Dans cette information contre X, les infractions en cause sont nombreuses. Elles vont de la détention d’images pédopornographiques au blanchiment d’argent, en passant par des faits de piratages informatiques, de trafic de stupéfiants ou encore d’escroquerie en bande organisée. D’autres infractions beaucoup plus techniques visent la « fourniture d’une plateforme en ligne pour permettre une transaction illicite en bande organisée » et surtout le chiffrement des communications.

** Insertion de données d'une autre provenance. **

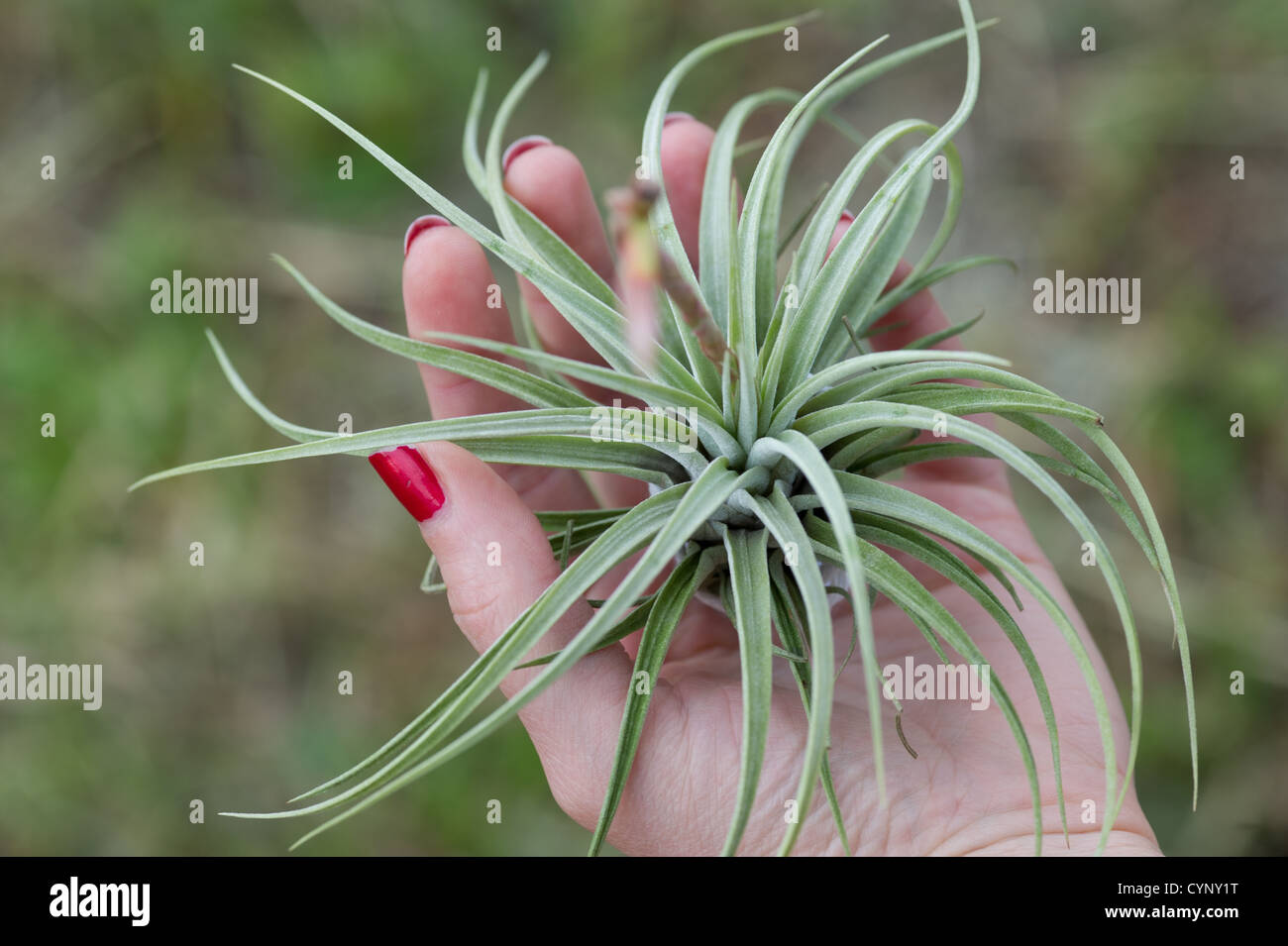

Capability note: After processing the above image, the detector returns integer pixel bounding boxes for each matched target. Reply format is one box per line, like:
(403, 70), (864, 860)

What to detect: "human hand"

Sont listées « la fourniture de prestations de confidentialité sans déclaration conforme », « la fourniture de moyen de cryptologie n’assurant pas exclusivement des fonctions d’authentification sans déclaration préalable » mais aussi « l’importation d’un moyen de cryptologie n’assurant pas exclusivement des fonctions d’authentification ou de contrôle d’intégrité sans contrôle préalable ».
En France, les moyens de cryptologie sont toujours soumis à une réglementation spécifique, rappelle sur son site l’Agence pour la sécurité des systèmes d’information (ANSSI). En principe, pose la loi sur la confiance dans l’économie numérique de 2004, « L’utilisation des moyens de cryptologie est libre ». Seulement, cette liberté n’est pas totale. Le fournisseur d’un tel outil a en effet l’obligation d’effectuer des démarches auprès de l’autorité placée sous la responsabilité du Premier Ministre. La loi de 2004 demande au fournisseur de tenir à sa disposition « une description des caractéristiques techniques de ce moyen de cryptologie », mais également le code source du logiciel. Contactés, le tribunal judiciaire de Pontoise et les services spécialisés de la gendarmerie n’ont pas encore répondu à nos questions à l’heure de la publication de cet article. L’ANSSI ne peut apporter de commentaire, « l’affaire étant judiciarisée ». Dans un communiqué publié ce lundi après-midi, le parquet de Paris confirme ces informations, en indiquant que les magistrats instructeurs avaient en amont « cosaisi le Centre de lutte contre les criminalités numériques (C3N) et l’Office national anti-fraude (ONAF) de la poursuite des investigations ».
Sur X. com, la messagerie Telegram a officiellement réagi, jugeant « absurde de prétendre qu’une plateforme ou son propriétaire sont responsables de l’abus de cette plateforme ». La solution assure respecter les lois européennes, dont le règlement sur les services numériques qui contient un volet sur la régulation des contenus. La question des réquisitions adressées à un acteur installé hors de nos frontières a aussi fait réagir les juristes spécialisés. « En l’état actuel, en termes de conformité de l’État de droit, cela se rapproche de l’autoritarisme, c’est très inquiétant », commente ainsi Me Alexandre Archambault, joint par l’Informé. Pour le juriste, les autorités françaises « peuvent toujours demander des informations (...) mais, dans le cas présent, il faut passer par la coopération internationale ». Et celui-ci de pointer un arrêt de la Cour de cassation de 2013 qui rappelle que les officiers de police judiciaire n’ont compétence que dans les limites du territoire où ils exercent leurs fonctions. Il ne leur est pas interdit de recueillir (...) des renseignements en dehors de leur circonscription, fût-ce en adressant directement une demande à une personne domiciliée à l’étranger ». Mais dans un tel cas, celle-ci est « libre de ne pas y répondre ».